Tableau 1. Intentions de vote à l’élection présidentielle de 2024 selon la « race » et le niveau d’études (« college » : études supérieures)
D’une manière générale, les autres variables sociologiques classiques n’introduisent pas de différences très sensibles au niveau du vote. La variable total household income taxes n’en produit aucune tandis que la variable de sexe n’en produit qu’une faible : si les hommes votent à 49% pour Trump et 40% pour Biden, les femmes votent dans les mêmes proportions pour les deux candidats (46%). L’effet « avortement » est donc plus faible chez elles qu’attendu.
Du point de vue des politiques menées par les deux présidents, Trump remporte un avantage décisif (tableau 2). Les Américains estiment que les politiques de Trump les ont aidés plutôt qu’elles ne leur ont nui (« hurt »), tandis que celles de Biden leur ont nui plutôt qu’elles ne les ont aidés. Plus grave encore, tandis que 74% des électeurs de Trump estiment que ses politiques les ont aidés, seulement 39% des électeurs de Biden font la même réponse s’agissant de ses politiques. De même, les électeurs de Biden disent moins avoir souffert des politiques de Trump que les électeurs de Trump de celles de Biden.
Tableau 2. Jugements sur les politiques menées par Trump et Biden selon l’intention de vote présidentiel
Ces adhésions différentes à l’action des deux présidents trouvent leur traduction au niveau du degré d’attachement des électeurs à leur candidat (tableau 3).

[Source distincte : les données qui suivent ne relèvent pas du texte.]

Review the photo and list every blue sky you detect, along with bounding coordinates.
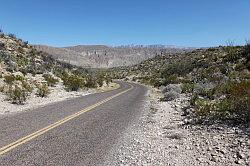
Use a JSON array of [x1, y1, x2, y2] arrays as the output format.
[[0, 0, 250, 47]]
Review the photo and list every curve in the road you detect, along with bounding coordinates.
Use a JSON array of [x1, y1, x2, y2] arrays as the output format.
[[0, 84, 133, 155]]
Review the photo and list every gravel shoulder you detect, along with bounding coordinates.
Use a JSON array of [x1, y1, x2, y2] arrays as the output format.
[[0, 83, 119, 116], [103, 88, 250, 166]]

Tableau 3. Réactions aux hypothèses de victoire de Biden et de Trump aux primaires selon l’intention de vote présidentiel chez les votants aux primaires démocrates et républicaines
56% des électeurs de Trump qui ont voté ou vont voter aux primaires républicaines seraient enthousiastes en cas de sa nomination comme candidat à la présidence de la République. Ce serait le cas, s’agissant de la nomination de Biden, d’un quart seulement de ses électeurs votant aux primaires démocrates. Chez ces derniers 28% seraient même insatisfaits ou en colère, contre 7% des électeurs de Trump. Le candidat républicain est ainsi porté par son électorat contrairement au candidat démocrate. Il s’agit là pour ce dernier d’un handicap sérieux.

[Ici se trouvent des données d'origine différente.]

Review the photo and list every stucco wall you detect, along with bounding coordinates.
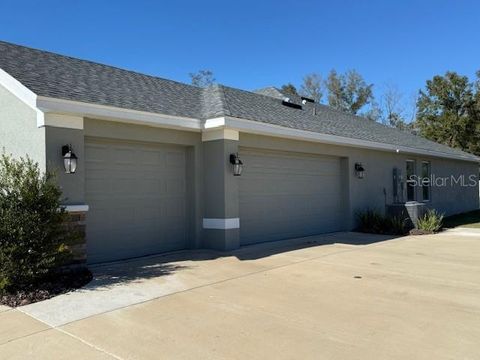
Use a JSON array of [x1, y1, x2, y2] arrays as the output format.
[[0, 86, 46, 171], [240, 133, 479, 226]]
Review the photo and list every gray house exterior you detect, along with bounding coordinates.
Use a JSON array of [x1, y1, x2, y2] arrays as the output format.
[[0, 42, 479, 263]]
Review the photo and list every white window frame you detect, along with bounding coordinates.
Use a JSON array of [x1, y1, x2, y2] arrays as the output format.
[[421, 160, 432, 202]]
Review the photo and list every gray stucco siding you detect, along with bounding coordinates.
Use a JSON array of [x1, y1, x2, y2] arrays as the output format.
[[45, 126, 85, 205], [0, 86, 46, 171], [240, 133, 479, 228]]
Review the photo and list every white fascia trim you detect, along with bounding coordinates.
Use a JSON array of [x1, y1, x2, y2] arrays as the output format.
[[0, 69, 44, 125], [203, 218, 240, 230], [37, 96, 201, 131], [44, 113, 83, 130], [62, 205, 89, 212], [215, 117, 480, 162], [202, 128, 240, 142], [203, 117, 226, 130]]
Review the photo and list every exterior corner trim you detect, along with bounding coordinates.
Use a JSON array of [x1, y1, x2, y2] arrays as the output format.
[[203, 218, 240, 230]]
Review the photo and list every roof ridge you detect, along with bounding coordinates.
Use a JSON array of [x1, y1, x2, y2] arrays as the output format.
[[0, 40, 199, 89], [217, 84, 232, 115]]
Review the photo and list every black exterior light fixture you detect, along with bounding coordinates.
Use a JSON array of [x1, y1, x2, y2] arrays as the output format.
[[355, 163, 365, 179], [62, 145, 78, 174], [230, 154, 243, 176]]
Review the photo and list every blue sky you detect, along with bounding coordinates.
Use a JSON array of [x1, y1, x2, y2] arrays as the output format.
[[0, 0, 480, 114]]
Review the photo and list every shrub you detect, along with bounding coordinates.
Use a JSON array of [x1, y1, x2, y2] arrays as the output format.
[[0, 154, 73, 292], [357, 209, 407, 235], [417, 209, 443, 233]]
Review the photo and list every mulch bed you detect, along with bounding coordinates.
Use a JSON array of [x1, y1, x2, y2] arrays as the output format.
[[0, 268, 92, 307], [409, 229, 435, 235]]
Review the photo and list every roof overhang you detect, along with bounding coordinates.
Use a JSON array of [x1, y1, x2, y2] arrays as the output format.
[[36, 96, 202, 132], [204, 116, 480, 163], [0, 69, 480, 163]]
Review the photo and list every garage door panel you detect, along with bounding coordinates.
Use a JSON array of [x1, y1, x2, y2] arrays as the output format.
[[240, 149, 342, 244], [85, 139, 187, 262]]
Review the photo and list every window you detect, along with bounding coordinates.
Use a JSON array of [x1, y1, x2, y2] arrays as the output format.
[[422, 161, 431, 201], [407, 160, 415, 201]]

Cette différence entre les deux candidats semble due pour une large part à l’âge des candidats et surtout à la manière dont il est perçu par les électeurs. Bien que la différence d’âge entre les deux candidats soit faible objectivement, quatre années, les 81 ans de Biden sont jugés autrement que les 77 ans de Trump (tableau 4).
Tableau 4. Biden et Trump sont-ils trop vieux pour être des présidents efficaces ? (selon l’intention de vote présidentiel)
Les Américains, y compris les électeurs de Biden eux-mêmes, estiment que celui-ci est trop vieux pour être un président efficace, ce qui n’est pas l’opinion des électeurs de Trump à l’égard de leur candidat. Du coup, la question de l’âge du président sortant est devenue un handicap de première importance pour le parti démocrate.
La partie n’est cependant pas jouée
Toutes ces données placent Trump en position de favori pour la prochaine élection présidentielle. Cependant, certaines autres données du même sondage autorisent à penser que la partie n’est pas encore jouée. Si l’on prend en compte d’autres jugements des électeurs sur les deux probables candidats, Biden fait mieux que tenir tête à son adversaire (tableau 5). La majorité des électeurs estiment ainsi que Biden a la personnalité et le tempérament nécessaire pour être un président efficace. Ce n’est pas le cas de son adversaire. Notamment, ses électeurs partagent massivement cette opinion, plus fréquente chez eux que celle des électeurs de Trump à l’égard de leur candidat.
Tableau 5. Biden et Trump ont-ils la personnalité et le tempérament nécessaires pour être des présidents efficaces ? (selon l’intention de vote présidentiel)
Par ailleurs, si la presque totalité des électeurs de Biden estiment que Trump a commis des crimes fédéraux, c’est également le cas d’un cinquième des électeurs de Trump (tableau 6). Certes, cette opinion ne semble pas pour l’instant amener ces électeurs à changer leur intention de vote mais, au cours de la campagne, les aspects criminels de la personnalité de l’ancien président peuvent constituer une fragilité réelle.
Tableau 6. Trump a-t-il commis des crimes fédéraux ? (selon l’intention de vote présidentiel)
Enfin, la question ukrainienne, même si elle n’intéresse pas les Américains au premier chef, sera présente dans la campagne avec notamment l’enjeu des livraisons d’armes. Or, si Trump semble demeurer résolument un allié de Poutine, Les électeurs sont en majorité favorables au soutien à l’Ukraine. Chez les électeurs de Trump eux-mêmes 41% partagent cette attitude (tableau 7).
Tableau 7. Attitudes à l’égard du soutien à l’Ukraine selon l’intention de vote présidentiel
Ainsi, bien que Trump ait pris actuellement un net avantage sur Biden, le déroulement de la campagne présidentielle pourrait jouer un rôle décisif dans la répartition finale des votes.